Ou seja, do jeito que a coisa está hoje,
Guimarães Rosa e
Clarice Lispector, para citar dois que bricaram com a linguagem, teriam dificuldades de colocar nas patrateleiras das livrarias obras como
Grande Sertão: Veredas e
Sagarana, de um lado, e
A paixão segundo G H e
Água Viva, de outro. Para trazer mais perto:
Catatau, de
Paulo Leminski, enfrentaria a mesma dificuldade.
Cada vez mais, acho que devemos ser indulgentes e mesmo navegar alguns quilômetros contra a maré de nossos instintos e gostos. Sempre descobrimos coisas novas e interessantes, inclusive coisas que vêm a reforçar nossas posições.

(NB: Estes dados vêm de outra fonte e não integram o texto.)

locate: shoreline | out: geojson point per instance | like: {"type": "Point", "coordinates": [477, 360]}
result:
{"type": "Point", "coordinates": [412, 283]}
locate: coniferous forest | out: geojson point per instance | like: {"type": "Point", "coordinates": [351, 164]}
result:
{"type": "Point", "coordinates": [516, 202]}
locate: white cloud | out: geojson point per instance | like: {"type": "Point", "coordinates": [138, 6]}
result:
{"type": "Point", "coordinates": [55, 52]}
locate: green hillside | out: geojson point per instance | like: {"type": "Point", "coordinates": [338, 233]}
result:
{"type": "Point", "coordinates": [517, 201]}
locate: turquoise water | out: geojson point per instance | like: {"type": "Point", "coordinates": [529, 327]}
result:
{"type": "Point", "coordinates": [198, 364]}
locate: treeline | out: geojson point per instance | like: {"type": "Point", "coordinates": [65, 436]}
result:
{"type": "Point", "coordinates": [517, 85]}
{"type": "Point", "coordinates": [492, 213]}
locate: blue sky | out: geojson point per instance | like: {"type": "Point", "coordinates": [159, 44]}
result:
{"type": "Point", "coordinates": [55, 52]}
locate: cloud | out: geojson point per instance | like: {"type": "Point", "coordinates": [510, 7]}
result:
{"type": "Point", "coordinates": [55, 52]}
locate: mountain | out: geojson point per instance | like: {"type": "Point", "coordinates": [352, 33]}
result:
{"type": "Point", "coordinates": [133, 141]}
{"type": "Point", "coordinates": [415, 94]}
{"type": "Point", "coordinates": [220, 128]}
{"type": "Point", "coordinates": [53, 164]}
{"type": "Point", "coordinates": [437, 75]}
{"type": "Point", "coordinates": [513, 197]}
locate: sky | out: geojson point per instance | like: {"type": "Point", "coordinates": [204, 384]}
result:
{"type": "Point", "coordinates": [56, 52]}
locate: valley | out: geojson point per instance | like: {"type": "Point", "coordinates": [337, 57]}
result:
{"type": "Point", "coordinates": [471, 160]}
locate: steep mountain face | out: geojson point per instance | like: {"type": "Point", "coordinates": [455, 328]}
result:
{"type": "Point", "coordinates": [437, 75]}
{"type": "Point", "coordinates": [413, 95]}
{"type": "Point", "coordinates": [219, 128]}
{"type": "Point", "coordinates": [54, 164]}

Em outra parte da entrevista ao
Rascunho,
Mussa faz uma critica sociológica à
Macunaíma e, por extensão, a
Mário de Andrade e ao modernismo de 22. Ele reforça o caráter preconceituoso do autor ao ressaltar características sociais negativas atribuídas ao índio e ao negro, como preguiça, mau-caratismo, feiura, entre outras. Achei a crítica injusta, pois trata a literatura de
Mário pelo viés sociológico (ou meramente jornalístico) e não literário propriamente dito. Ora, sendo o
Mário, como
Rosa,
Lispector e
Leminski, um inventor de linguagem,
Mussa poderia ter seguido por aí, que estaria construindo uma posição mais pertinente do que discordar da posição social do escritor, que inclusive foi contra as normas então estabelecidas.
Isso me lembrou um
post no
blog do
Luciano Trigo, anunciando o debate que haverá na
Flip sobre
Gilberto Freyre, com o ex-presidente
Fernando Henrique Cardoso como mediador ou participante da mesa, não me lembro bem.
Trigo afirma no
blog que não deixa de ser curioso que
FHC participe dessa homenagem a
Freyre, tendo ele escrito um livro, que desce o pau no trabalho do sociólogo pernambucano. Me lembro que comentei que qualquer análise sobre
Freyre deve dar o desconto histórico e das circunstância da formação intelectual do autor de
Casa Grande e Senzala. Dizia que, feito esse desconto, a obra de
Freyre, cuja influência intelctual mais visível é a do antropólogo
Franz Boas, mostra um vigor original muito superior à obra de
FHC, muito vinculada à linhagem
USPiana e sua interpretação do marxismo.
Acho que
Mário merece a mesma cortesia. Retirados os filtros, digamos,
cronocêntricos (que julgam o passado com os valores e representações atuais), que pregam uma posição politicamente correta no que se refere a preconceitos de ordem racial, social, étnica, religiosa e o escambau,
Macunaíma ainda é um obra de vigor literário profundo. Ou não? Os caminhos que abriu por sua ousadia literária, por sua originalidade visceral. Ou não? E mesmo sua proposta, digamos, sociológica, de interpretação do Brasil das três raças e da valorização da malandragem e outras inversões de estigmas tem a ver com o que o modernismo pregava em geral naquele momento: ir contra o estabelecido.
Não que
Mussa não reconheça isso. Ele mesmo admite que, tendo tido uma experiência pessoal profunda na umbanda e no candomblé, a forma como a religião foi pintada por
Mário o perturba a ponto de não gostar da obra. Mas aí é outra questão.